In 1802, Wordsworth married Mary Hutchinson, a friend from childhood. She bore him six children. In 1805, a favorite brother drowned at sea, and this event shocked the poet. In the spring, The Prelude, begun in 1799, was concluded. In 1812, two of his children died within months of each other. The first collected edition of his poems appeared in 1815; five more editions followed between then and 1850. A bequest enabled him to indulge his passion for travel, and he toured Europe. From about 1829, his sister, who had always been high-strung, began to be mentally ill; in 1835, she went completely mad.
The later years of his life were peaceful. He had been given a job in the civil service in 1813 and thereafter took the large house called Rydal Mount, near Grasmere, where he was to live the rest of his life. His youthful religious skepticism was resolved, and he embraced the established church. He veered toward conservatism from the very moment of Napoleon's rise to power, and later he vociferously opposed many of the beneficial liberal measures of the time. He received honorary degrees from Durham (1838) and Oxford (1839). In 1842, he resigned his civic post and was awarded a pension. The following year, on the death of Southey, he was appointed Poet Laureate.

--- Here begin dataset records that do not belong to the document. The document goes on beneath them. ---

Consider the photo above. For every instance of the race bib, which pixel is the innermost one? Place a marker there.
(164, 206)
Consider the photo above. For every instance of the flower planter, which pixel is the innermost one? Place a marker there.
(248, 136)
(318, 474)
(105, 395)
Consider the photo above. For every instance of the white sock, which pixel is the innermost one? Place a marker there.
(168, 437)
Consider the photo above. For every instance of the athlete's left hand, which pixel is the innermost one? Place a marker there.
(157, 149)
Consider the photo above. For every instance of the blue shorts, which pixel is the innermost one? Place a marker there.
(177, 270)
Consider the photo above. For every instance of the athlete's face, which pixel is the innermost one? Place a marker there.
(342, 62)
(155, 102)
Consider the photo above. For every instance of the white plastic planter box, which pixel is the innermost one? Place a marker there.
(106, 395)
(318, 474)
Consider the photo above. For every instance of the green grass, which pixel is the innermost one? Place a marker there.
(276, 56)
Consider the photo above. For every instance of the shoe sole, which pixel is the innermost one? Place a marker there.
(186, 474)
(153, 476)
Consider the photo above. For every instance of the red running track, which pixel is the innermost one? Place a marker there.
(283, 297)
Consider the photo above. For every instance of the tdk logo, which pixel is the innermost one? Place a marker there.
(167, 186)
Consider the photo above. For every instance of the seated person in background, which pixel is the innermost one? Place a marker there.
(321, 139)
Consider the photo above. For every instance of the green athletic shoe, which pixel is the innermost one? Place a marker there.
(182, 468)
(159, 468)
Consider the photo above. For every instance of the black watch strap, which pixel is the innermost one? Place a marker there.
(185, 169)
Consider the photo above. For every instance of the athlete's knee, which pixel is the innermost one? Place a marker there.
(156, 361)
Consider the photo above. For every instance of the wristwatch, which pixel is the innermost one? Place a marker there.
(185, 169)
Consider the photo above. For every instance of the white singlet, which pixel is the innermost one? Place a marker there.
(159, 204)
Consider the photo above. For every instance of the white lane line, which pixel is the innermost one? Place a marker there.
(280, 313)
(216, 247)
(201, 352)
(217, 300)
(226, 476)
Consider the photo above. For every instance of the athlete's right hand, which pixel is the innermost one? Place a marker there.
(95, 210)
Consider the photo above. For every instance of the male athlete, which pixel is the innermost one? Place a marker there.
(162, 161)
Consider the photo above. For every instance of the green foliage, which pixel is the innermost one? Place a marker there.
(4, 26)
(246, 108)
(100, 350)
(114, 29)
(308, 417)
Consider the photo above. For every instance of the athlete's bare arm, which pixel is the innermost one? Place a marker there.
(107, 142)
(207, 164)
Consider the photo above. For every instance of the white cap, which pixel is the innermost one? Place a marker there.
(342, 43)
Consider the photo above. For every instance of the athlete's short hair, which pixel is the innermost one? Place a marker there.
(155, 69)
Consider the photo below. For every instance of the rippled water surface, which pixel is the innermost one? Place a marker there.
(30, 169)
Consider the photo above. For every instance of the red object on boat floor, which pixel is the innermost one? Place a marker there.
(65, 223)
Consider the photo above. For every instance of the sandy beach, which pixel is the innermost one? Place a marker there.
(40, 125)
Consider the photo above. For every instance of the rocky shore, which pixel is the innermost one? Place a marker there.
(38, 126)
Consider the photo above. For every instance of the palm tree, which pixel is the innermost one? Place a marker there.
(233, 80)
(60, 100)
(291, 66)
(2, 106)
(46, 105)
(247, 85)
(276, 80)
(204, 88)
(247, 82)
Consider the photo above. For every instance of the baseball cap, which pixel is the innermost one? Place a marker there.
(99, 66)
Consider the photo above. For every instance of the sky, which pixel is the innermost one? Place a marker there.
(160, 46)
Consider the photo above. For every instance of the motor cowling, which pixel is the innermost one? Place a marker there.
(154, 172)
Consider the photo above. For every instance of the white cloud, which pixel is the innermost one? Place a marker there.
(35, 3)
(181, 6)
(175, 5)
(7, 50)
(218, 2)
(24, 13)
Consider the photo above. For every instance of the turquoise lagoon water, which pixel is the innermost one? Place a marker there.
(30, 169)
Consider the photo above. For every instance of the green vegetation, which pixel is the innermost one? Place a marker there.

Toward the end of his life, he knew much fame. He was welcomed everywhere as a celebrity. The critics were stilled by his laureateship, and his verse became quite popular with the burgeoning middle class. It was very fashionable among the early Victorians to gather for group readings of Wordsworth's poetry.
In 1850, the death of his beloved daughter Dora (Dorothy) brought a depression from which he could not recover. On April 23, he died at the age of eighty. Thus was silenced one of the noblest voices of Romantic times and of all times.